Minimal Footprint Grasping Inspired by Ants
Ants are highly capable of grasping objects in clutter, and we have recently observed that this involves substantial use of their forelegs. The forelegs, more specifically the tarsi, have high friction microstructures (setal pads), are covered in hairs, and have a flexible under-actuated tip. Here we abstract these features to test their functional advantages for a novel low-cost gripper design, suitable for bin-picking applications. In our implementation, the gripper legs are long and slim, with high friction gripping pads, low friction hairs and single-segment tarsus-like structure to mimic the insect’s setal pads, hairs, and the tarsi’s interactive compliance. Experimental evaluation shows this design is highly robust for grasping a wide variety of individual consumer objects, with all grasp attempts successful.
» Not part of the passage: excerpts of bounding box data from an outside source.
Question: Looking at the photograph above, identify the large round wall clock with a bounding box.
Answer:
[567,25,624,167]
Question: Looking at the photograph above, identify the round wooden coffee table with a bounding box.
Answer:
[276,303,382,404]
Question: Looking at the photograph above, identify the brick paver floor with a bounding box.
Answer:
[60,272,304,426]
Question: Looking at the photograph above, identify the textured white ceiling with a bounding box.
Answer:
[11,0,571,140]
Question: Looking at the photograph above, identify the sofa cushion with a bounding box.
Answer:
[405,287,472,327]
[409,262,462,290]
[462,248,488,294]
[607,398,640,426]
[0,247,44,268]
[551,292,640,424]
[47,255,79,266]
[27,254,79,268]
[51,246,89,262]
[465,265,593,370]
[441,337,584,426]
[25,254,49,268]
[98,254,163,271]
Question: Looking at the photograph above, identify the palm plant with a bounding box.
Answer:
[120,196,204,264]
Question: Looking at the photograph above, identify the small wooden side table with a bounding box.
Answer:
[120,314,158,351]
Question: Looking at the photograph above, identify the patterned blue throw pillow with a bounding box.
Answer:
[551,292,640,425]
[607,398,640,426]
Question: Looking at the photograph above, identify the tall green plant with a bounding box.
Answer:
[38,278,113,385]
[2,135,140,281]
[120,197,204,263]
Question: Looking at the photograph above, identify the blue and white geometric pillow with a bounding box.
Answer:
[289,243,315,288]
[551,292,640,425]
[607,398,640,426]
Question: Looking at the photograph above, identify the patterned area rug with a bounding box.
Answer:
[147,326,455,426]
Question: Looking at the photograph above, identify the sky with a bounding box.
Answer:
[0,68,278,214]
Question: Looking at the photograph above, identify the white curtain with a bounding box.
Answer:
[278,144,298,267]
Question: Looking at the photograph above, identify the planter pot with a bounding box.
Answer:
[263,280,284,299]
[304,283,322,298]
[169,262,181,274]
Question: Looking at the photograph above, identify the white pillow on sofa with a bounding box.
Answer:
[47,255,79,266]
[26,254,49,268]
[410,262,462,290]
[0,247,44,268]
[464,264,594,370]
In addition, we demonstrate this design is effective for picking single objects from dense clutter, a task at which ants also show high competence. The work advances grasping technology and shed new light on the mechanical importance of hairy structures and tarsal flexibility in insects.
💡 Research Summary
This paper presents the design, analysis, and experimental validation of a novel robotic gripper inspired by the functional morphology of ant legs, specifically their tarsi (foot segments). The research addresses the challenge of grasping objects in cluttered environments, such as bin-picking, where a minimal gripper footprint is crucial to navigate between tightly packed items.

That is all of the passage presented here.